When I decided to take a year off before starting university, I had no idea that it would take me through the incredible journey that I’ve been on for the past 14 months. I could never have imagined that that one single decision would lead me to all the amazing things that I’ve experienced, all the people I’ve met.
I find it hard to look back on the time I spent in Asia, especially lately because within a couple weeks time it will be one year since I made my way to the airport, thinking I must be absolutely insane to join a bunch of strangers and travel to third world countries with them. And I know that the 3 months following this anniversary the thought of ‘Last year this time I was ….’ will be inevitably in the back of mind. I can already feel the weight of nostalgia on my heart.

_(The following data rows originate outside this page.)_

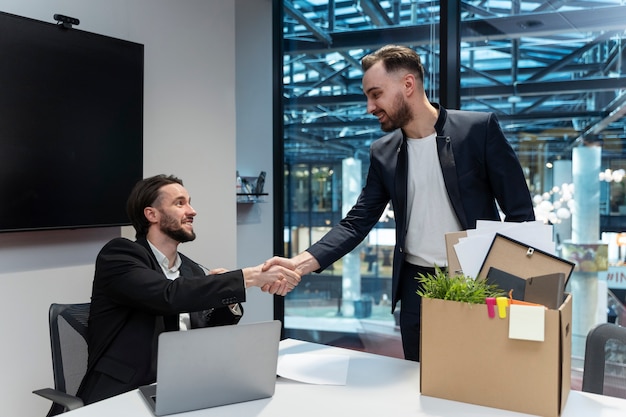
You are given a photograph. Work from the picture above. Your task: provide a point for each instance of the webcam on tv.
(66, 21)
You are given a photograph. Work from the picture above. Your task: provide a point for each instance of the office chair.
(604, 371)
(68, 338)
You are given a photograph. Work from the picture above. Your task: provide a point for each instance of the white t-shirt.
(430, 212)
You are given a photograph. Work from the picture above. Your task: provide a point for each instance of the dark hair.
(395, 58)
(144, 194)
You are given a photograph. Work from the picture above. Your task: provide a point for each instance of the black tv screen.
(71, 126)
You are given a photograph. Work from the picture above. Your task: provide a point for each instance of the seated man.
(145, 287)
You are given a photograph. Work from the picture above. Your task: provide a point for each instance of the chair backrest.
(605, 361)
(68, 337)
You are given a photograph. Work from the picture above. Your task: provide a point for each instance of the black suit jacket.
(133, 302)
(479, 168)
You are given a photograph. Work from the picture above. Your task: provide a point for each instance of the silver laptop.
(214, 366)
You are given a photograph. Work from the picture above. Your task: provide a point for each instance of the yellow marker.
(502, 303)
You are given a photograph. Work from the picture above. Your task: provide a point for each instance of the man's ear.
(409, 84)
(151, 214)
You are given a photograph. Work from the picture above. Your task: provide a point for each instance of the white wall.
(189, 130)
(254, 140)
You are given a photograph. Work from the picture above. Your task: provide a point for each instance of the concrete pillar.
(585, 245)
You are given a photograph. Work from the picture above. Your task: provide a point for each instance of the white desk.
(377, 386)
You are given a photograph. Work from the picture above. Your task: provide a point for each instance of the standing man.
(145, 287)
(442, 170)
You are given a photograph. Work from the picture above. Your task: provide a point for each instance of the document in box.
(472, 250)
(314, 369)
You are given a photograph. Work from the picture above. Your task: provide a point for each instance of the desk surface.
(376, 386)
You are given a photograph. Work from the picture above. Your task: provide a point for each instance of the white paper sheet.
(314, 369)
(472, 250)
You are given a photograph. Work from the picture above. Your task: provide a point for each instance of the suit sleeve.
(126, 273)
(506, 176)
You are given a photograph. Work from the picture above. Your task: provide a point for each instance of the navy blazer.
(479, 168)
(133, 302)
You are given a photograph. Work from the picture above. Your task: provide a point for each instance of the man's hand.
(275, 279)
(304, 263)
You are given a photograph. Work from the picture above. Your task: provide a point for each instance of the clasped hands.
(276, 276)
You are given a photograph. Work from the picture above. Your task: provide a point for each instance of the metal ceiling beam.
(375, 12)
(319, 34)
(484, 30)
(496, 91)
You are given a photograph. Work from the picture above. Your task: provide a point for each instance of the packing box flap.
(491, 369)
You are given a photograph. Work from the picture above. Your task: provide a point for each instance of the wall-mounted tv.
(71, 126)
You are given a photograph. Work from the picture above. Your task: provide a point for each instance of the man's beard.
(400, 118)
(171, 227)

I’m still trying to find the balance between remembering and consigning the memories to somewhere deep in my heart. Regardless, thoughts of my travels come and go throughout each and every day. Thoughts of falling in love so many different times, of poetry found in the mountains, oceans and people, of eyes I’ve stared into, of souls I’ve fallen into, of stories heard, of hearts touched. Each day was truly so divine and enriching. It honestly feels like it was just a dream. There’s no way any of that was real, right?

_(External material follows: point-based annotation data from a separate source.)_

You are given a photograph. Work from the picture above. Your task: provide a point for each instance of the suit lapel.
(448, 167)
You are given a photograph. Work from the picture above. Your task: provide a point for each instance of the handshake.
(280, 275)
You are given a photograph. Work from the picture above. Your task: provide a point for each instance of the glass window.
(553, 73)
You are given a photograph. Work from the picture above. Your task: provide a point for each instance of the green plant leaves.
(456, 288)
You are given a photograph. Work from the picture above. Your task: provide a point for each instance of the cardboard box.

On top of the travelling I was so very fortunate to do, over the past year so many other things have changed for me. I’ve made so many new friends, lost some old ones. I’ve started two new jobs, started learning another language (all at the same time). I’ve gained a monetary debt I didn’t ever plan to have and I have worked hard to pay it off. I’ve pushed myself to limits, yet I’ve taken the time to stop and smell the flowers. I’ve weighed more than I ever have…and then lost it. I’ve had the worst haircuts (that’s right, multiple) of my entire life and am finally ending up with hair that is extremely healthy; and now I really appreciate my hair. I can now touch my toes. I’ve lost a lot of sleep, and have gained an appreciation for the opportunities to go to bed early. I’ve been the happiest and the saddest I’ve ever been, and realized how important it is to have a positive outlook and attitude. I’ve become a gardener; I’ve done a lot of ‘weeding’, and have ‘planted’ a lot of ‘seeds’. I’ve done so many things to purify the state of my body, my temple. I’ve been inspired, and shown a lot of love. I’ve been discouraged. I’ve cried tears of many different kinds. I think I’ve brightened days. I’ve learned the art of patience, of standing by and surrendering to the universe. I’ve learned to have faith. I’ve seen God in ways I haven’t before, I’ve seen God in myself. I’ve been to a wedding. I’ve gained an awful shopping addiction. I’ve been touched deeply by so many. I’ve healed. I’ve worked hard and experienced the payoff. I’ve experienced generosity. I’ve stayed up all night and then worked all day. I’ve felt new kinds of love and I’ve surprised myself with the amount of love that I am capable of. I’ve found pleasure in simple things. I’ve gained faith in karma, and belief in the possibility of reincarnation. I’ve gained insight, and maybe even wisdom. I’ve become even more independent. I’ve gained a true sense of the beginning of inner peace. I’ve learnt to prioritize, and gained an appreciated for time spent alone. I’ve remained vegetarian, and realized the importance of caring for the world that we live in. I’ve really become a glass-half-full kind of girl. I’ve read and I’ve wrote. I think most importantly though, I’ve attained gratitude.
I have done such an enormous amount in this one year. Yet, I’m about to step into the next chapter of my life where I’m supposed to change and grow a substantial amount.
What could this next chapter possibly hold that this past year hasn’t?
Last fall I had decided that I was going to take another year off after this one, then decided that I wasn’t going to go to school at all, and now here I am about to into Anthropology at the University of Calgary…and I’m surprising myself with the excitement I have! I have learnt so much more over this year not in school, I have no idea how university is going to compare. I don’t really know what to expect or where I’ll end up though all of this. But I know that I am so excited to learn. That’s always what I seem to be doing, one way or another. Maybe some structure with that might do me some good; especially when I’m choosing what classes, what I’m interested in what I’m learning and what schedule suits me.
Thank you to each and every single person who made this past year what it was, from my little sister in Tibet, to the friends that became family while backpacking , to the wonderful people who became my friends during my incredible summer job, and every single in between. It’s thanks to all of you that I’ve experienced, grown, laughed, learnt, and loved.
“I am learning every day to allow the space between where I am and where I want to be to inspire me and not terrify me.”